# T-Jet Brush Maintenance



## theking43 (May 1, 2012)

To me, maintenance of the comm and brushes for T-Jets is always an on-going PIA to keep the cars running at their best. It's been the "Achilles Heel" since T-Jets were born. Do any of you use a "cleaner-lube" product to help reduce friction and maintain performance between tear-downs? Just curious.


----------



## beast1624 (Mar 28, 2009)

I used Black Gold Com Drops (available from Wizzard and One Stop Slot Shop) on inline cars in our series last year. One time when cleaning come box stock T-Jets I tried putting a dab on a pad and wiping it on the com then wiping off with a clean pad. Still left a film. Really seemed to add to the response...motor revved up faster. It wore off pretty quick but the next time I cleaned them there did not seem to be as much dirt on the com or the brushes.


----------



## slotking (May 27, 2008)

i normally touch a soldering iron tip to the brushes to remove any moisture/oil

it does help bring the brushes back
if I take the car apart, I rub the brushes in the back of business card to clean them.

as far as lubes, I have tried some, tested on a dyno and got nothing. have not tried the black gold!

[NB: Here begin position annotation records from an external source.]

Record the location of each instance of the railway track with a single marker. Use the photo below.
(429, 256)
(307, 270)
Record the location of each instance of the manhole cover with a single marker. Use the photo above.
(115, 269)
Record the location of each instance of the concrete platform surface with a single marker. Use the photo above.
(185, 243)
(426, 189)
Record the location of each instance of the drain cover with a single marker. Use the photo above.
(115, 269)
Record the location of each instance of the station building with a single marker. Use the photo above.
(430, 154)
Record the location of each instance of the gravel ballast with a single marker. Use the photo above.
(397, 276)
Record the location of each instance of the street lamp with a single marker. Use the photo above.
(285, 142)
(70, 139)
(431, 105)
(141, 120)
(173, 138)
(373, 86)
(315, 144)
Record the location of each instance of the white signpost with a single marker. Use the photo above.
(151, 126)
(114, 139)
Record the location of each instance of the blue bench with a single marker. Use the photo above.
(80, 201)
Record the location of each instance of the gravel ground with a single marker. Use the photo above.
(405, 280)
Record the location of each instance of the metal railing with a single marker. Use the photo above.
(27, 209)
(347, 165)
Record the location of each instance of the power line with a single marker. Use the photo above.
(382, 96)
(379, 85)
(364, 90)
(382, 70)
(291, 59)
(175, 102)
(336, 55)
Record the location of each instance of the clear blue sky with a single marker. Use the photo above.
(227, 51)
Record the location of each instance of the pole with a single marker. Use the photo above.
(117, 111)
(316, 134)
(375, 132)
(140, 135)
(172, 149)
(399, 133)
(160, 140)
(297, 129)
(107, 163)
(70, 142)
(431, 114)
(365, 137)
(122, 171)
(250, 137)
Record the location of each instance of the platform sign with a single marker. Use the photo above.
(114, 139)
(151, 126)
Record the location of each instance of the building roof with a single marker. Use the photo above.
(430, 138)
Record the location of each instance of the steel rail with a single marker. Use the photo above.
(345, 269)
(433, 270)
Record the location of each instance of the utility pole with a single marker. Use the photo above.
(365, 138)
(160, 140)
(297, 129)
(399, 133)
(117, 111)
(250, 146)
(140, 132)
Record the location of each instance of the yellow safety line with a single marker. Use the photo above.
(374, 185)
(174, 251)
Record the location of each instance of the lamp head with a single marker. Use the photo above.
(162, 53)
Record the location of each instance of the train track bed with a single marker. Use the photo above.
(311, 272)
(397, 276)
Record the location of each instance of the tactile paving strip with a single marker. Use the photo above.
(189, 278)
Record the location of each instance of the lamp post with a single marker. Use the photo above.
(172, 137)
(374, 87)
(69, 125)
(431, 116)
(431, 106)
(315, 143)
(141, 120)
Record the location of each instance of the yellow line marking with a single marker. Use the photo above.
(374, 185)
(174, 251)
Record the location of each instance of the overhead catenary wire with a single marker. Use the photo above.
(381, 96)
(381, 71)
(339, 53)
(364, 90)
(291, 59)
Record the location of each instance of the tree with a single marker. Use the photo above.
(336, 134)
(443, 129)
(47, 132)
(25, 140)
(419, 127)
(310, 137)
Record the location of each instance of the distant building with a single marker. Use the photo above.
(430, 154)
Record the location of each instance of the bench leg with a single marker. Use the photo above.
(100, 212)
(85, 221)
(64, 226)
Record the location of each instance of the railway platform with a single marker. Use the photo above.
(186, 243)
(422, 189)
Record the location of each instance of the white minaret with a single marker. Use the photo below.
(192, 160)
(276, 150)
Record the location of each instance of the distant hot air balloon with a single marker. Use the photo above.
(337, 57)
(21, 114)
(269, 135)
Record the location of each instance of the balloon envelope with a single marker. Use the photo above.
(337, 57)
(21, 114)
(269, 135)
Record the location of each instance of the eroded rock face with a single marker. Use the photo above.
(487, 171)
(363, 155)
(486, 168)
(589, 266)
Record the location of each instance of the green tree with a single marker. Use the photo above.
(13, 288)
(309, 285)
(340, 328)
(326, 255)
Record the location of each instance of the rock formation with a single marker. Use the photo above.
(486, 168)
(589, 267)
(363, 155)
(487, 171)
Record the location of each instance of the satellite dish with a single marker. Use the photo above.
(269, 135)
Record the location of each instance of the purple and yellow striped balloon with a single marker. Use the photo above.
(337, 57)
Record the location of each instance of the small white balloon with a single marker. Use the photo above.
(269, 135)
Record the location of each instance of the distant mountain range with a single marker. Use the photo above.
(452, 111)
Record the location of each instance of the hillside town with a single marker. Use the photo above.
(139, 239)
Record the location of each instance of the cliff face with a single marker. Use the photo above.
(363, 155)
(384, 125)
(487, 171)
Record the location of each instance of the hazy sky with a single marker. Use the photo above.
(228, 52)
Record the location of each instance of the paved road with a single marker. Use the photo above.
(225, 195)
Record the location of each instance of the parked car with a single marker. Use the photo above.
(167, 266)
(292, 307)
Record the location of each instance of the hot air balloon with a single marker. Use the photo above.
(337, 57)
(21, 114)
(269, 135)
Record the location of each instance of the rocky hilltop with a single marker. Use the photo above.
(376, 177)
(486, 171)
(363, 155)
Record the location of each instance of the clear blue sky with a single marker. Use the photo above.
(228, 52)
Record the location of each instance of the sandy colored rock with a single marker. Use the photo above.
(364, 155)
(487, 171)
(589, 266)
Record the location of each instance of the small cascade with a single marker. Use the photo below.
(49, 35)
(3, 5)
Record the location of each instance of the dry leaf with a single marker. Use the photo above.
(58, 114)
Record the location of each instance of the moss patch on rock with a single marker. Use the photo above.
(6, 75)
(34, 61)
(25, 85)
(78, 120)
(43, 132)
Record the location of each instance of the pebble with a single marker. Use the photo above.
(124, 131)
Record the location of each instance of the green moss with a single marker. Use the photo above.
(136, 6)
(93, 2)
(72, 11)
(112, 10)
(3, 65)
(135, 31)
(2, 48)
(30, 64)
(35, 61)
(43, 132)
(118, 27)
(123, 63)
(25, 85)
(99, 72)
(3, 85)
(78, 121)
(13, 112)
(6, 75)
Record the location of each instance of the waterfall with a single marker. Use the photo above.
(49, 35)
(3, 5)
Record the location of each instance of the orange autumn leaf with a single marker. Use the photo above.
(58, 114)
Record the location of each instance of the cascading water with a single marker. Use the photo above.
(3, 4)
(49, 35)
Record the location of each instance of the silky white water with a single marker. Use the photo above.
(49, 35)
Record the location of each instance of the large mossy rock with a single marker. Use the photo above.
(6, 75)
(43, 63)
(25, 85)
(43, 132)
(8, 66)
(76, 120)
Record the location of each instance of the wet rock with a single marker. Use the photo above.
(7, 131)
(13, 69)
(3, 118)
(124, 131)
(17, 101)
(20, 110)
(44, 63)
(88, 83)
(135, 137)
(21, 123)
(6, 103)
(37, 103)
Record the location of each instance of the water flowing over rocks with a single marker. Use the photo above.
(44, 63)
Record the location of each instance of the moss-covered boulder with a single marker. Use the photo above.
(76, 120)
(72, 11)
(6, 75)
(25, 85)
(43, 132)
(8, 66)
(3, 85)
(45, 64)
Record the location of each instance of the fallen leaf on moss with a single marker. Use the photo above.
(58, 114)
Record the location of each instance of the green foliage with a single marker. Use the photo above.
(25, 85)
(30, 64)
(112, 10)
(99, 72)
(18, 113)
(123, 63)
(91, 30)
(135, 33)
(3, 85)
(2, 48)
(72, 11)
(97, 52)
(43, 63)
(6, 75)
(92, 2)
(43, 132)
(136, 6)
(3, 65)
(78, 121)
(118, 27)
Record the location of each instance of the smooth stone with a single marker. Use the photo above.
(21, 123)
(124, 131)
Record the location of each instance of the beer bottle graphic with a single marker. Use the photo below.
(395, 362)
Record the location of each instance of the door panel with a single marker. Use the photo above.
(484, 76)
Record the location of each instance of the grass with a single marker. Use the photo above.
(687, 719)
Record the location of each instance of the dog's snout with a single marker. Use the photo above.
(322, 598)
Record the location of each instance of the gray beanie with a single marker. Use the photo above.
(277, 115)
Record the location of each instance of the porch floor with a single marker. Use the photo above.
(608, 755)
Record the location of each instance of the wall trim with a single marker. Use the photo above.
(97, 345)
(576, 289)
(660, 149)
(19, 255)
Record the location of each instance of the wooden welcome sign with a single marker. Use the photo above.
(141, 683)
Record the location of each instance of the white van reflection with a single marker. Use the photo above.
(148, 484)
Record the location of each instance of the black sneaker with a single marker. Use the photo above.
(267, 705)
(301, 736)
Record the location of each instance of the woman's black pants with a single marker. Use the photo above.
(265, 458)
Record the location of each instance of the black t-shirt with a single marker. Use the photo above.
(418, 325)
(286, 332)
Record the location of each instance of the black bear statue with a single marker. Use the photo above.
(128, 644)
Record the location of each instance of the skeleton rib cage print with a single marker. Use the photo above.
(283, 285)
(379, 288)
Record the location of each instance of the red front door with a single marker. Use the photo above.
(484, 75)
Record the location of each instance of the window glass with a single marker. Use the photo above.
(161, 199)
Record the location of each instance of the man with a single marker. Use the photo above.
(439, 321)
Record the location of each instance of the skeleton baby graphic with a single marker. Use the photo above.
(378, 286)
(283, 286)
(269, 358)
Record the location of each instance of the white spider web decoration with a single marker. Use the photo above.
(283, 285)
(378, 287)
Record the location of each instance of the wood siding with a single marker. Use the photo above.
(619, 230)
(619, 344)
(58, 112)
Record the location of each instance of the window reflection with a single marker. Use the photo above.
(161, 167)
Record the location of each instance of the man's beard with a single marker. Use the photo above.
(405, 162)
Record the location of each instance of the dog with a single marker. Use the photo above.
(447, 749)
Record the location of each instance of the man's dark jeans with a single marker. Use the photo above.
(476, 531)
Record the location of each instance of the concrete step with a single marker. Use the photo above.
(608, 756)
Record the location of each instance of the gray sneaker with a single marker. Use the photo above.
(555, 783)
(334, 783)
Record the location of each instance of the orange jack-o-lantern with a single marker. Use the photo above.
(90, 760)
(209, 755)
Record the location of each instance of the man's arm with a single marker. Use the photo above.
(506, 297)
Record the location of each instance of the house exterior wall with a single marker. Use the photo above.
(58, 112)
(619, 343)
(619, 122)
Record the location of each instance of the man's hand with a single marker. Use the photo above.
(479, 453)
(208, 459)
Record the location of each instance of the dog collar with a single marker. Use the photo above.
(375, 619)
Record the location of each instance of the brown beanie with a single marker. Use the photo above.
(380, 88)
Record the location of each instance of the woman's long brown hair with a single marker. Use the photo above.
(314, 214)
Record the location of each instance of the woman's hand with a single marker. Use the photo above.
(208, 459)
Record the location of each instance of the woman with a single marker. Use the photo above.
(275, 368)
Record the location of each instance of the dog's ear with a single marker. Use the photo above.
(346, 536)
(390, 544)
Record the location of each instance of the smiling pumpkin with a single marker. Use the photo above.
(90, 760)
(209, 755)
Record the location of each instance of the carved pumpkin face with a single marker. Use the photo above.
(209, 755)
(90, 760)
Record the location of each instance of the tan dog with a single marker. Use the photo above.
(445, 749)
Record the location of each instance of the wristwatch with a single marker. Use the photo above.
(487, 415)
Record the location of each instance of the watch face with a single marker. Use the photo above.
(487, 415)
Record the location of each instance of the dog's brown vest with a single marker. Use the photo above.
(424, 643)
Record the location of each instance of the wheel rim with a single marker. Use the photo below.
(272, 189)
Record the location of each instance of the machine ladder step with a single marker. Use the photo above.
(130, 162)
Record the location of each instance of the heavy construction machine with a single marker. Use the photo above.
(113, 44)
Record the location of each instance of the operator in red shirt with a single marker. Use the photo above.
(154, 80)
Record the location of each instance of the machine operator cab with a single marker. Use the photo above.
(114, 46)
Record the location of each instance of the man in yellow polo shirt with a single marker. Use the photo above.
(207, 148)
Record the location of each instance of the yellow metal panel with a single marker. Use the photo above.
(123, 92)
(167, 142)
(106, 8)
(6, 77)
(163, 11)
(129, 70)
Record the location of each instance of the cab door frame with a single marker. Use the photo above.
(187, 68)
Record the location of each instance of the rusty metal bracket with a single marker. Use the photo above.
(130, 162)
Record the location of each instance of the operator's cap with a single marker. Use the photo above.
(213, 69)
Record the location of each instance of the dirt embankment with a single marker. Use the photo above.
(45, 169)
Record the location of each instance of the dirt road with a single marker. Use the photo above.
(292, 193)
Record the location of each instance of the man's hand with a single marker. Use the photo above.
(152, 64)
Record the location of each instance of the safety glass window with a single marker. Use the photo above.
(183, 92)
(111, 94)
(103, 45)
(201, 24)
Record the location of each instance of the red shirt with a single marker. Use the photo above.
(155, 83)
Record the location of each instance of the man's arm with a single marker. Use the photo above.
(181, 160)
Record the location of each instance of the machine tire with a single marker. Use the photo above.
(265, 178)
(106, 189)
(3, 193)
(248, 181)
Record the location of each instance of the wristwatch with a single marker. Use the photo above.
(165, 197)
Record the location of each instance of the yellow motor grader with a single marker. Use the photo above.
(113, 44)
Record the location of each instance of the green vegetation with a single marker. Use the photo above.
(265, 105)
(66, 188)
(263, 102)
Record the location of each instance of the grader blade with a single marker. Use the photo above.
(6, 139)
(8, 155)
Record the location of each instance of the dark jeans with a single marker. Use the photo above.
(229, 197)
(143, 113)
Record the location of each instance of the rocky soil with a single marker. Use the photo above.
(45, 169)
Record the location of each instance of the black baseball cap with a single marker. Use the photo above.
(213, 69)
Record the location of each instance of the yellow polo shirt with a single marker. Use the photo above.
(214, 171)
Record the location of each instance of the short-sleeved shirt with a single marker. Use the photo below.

on the inline, Mennen skin bracer worked great for me


----------



## theking43 (May 1, 2012)

Skin Bracer. Have not tried that but it I know it smells good. LOL!!


----------



## slotking (May 27, 2008)

I did get a lot of comments on how well my car smelled:lol:


----------



## ajd350 (Sep 18, 2005)

I do a LOT of practice and racing with TJets and use only L.A.B. oil on the bottom arm shaft hole. When used sparingly, I NEVER get any oil residue on the comm and get full life out of the comm brushes. During routine maintenance, an Ink eraser works well for cleaning off the normal residue. They can be found at art supply stores. 
+1 on Slotking's suggestions, too.


----------



## Dslot (Sep 2, 2007)

*Mennen Skin Bracer*



slotking said:


> ... on the inline, *Mennen skin bracer* worked great for me


Ooooh, what a very strange thought ... 
... Every time the car went by, it'd feel like my dad was standing right behind me. 

It could be a bit unsettling - at any minute, waiting to hear him say, "Are you still doing that?" 

Think I'll just stick with a bit of synthetic oil on the bearings.

-- D


----------



## slotking (May 27, 2008)

my dad died before I got back into slots, but I think he would have like it.


----------